California Governor Signs S.B. 350 into Law, Increasing RPS to 50 Percent by 2030 

On October 7, 2015, California Governor Jerry Brown signed S.B. 350, the Clean Energy and Pollution Reduction Act of 2015, into law. The bill increases California's Renewable Portfolio Standard ("RPS") from 33 percent by 2020 to 50 percent by 2030 and doubles energy efficiency standards by 2030. S.B. 350 follows Governor Brown's January 5, 2015 inaugural address, wherein he announced the renewable energy and efficiency targets that S.B. 350 embodies. 
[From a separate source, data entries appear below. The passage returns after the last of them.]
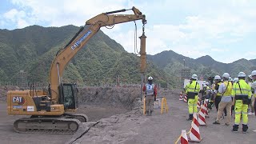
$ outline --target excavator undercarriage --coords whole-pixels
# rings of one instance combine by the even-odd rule
[[[81,122],[88,122],[85,114],[64,114],[56,116],[31,116],[18,119],[14,130],[18,133],[74,134]]]

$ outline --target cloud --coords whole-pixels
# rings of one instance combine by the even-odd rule
[[[212,48],[212,49],[210,49],[210,51],[212,51],[212,52],[228,52],[230,50],[227,49],[223,49],[223,48]]]
[[[133,1],[133,0],[10,0],[16,6],[2,17],[1,26],[12,22],[18,28],[30,25],[62,26],[83,26],[86,21],[106,11],[135,6],[146,15],[146,52],[155,54],[162,50],[174,51],[197,58],[210,55],[218,61],[230,47],[245,42],[247,35],[256,33],[256,1],[195,0]],[[127,14],[127,13],[124,13]],[[130,23],[130,24],[128,24]],[[134,52],[133,22],[116,25],[114,29],[102,30],[122,45],[128,52]],[[142,34],[138,24],[138,36]],[[253,43],[253,42],[252,42]],[[138,48],[139,49],[139,39]],[[223,49],[222,47],[225,47]],[[250,46],[253,47],[253,46]],[[235,51],[231,51],[234,53]],[[238,54],[238,55],[239,55]],[[234,54],[235,55],[235,54]],[[234,58],[233,58],[234,59]],[[233,60],[231,58],[226,58]]]
[[[51,0],[12,0],[11,2],[20,6],[22,10],[26,10],[30,14],[30,18],[34,21],[29,22],[28,24],[46,22],[48,26],[62,26],[70,24],[83,26],[89,18],[102,12],[124,7],[122,0],[117,2],[114,0],[108,2],[62,0],[62,2]]]

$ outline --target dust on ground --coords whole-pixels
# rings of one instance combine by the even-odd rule
[[[7,115],[6,104],[1,102],[1,143],[174,143],[182,130],[189,131],[191,126],[191,122],[186,120],[187,104],[178,101],[178,90],[161,90],[159,95],[166,98],[170,111],[161,114],[157,109],[151,117],[132,109],[139,98],[139,88],[86,87],[79,91],[78,113],[88,115],[90,122],[82,123],[74,135],[15,133],[13,122],[23,116]],[[5,102],[4,95],[0,98]],[[241,125],[234,134],[231,132],[234,115],[232,124],[226,126],[225,119],[221,125],[212,124],[216,114],[214,107],[206,118],[207,126],[199,126],[201,143],[254,143],[255,116],[249,116],[247,134],[242,133]]]
[[[174,143],[181,134],[182,130],[187,132],[191,127],[191,122],[186,121],[188,117],[187,104],[178,101],[178,90],[160,92],[165,96],[170,111],[160,114],[160,110],[154,110],[150,117],[142,115],[138,110],[126,114],[102,118],[96,123],[90,125],[83,123],[81,127],[84,130],[78,131],[66,143]],[[200,143],[254,143],[256,118],[254,115],[249,116],[249,130],[247,134],[242,132],[240,124],[239,132],[232,133],[232,125],[234,116],[232,116],[230,126],[225,126],[225,118],[221,125],[212,124],[217,116],[215,107],[209,113],[205,126],[199,126],[202,140]]]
Like California's original RPS, established in 2002, S.B. 350 will be implemented jointly by the California Public Utilities Commission ("CPUC") and the California Energy Commission ("CEC"). S.B. 350 requires each investor-owned utility to submit renewable energy resource procurement plans setting forth strategies for procuring and integrating reliable, renewable energy into the grid, and requires the use of zero carbon-emitting resources to the "maximum extent reasonable." The procurement plans will be reviewed and adopted by the CPUC as part of, and pursuant to, the general procurement plan process. The law also establishes interim renewable energy targets of 40 percent by the end of 2024 and 45 percent by the end of 2027. S.B. 350 does not alter the categories of resources that count toward compliance with the RPS.

S.B. 350 also requires a 50 percent increase in energy efficiency for existing residential and nonresidential buildings by 2030. The law directs the CEC to establish energy efficiency targets and specify programs that will be utilized to meet the 2030 energy efficiency goal. The bill also directs publicly owned utilities to meet energy efficiency targets specified by the CEC.

As initially introduced, S.B. 350 called for a 50 percent reduction in petroleum use from cars and trucks. The 50 percent petroleum reduction standard, however, was not included in the version of the bill ultimately approved by Governor Brown.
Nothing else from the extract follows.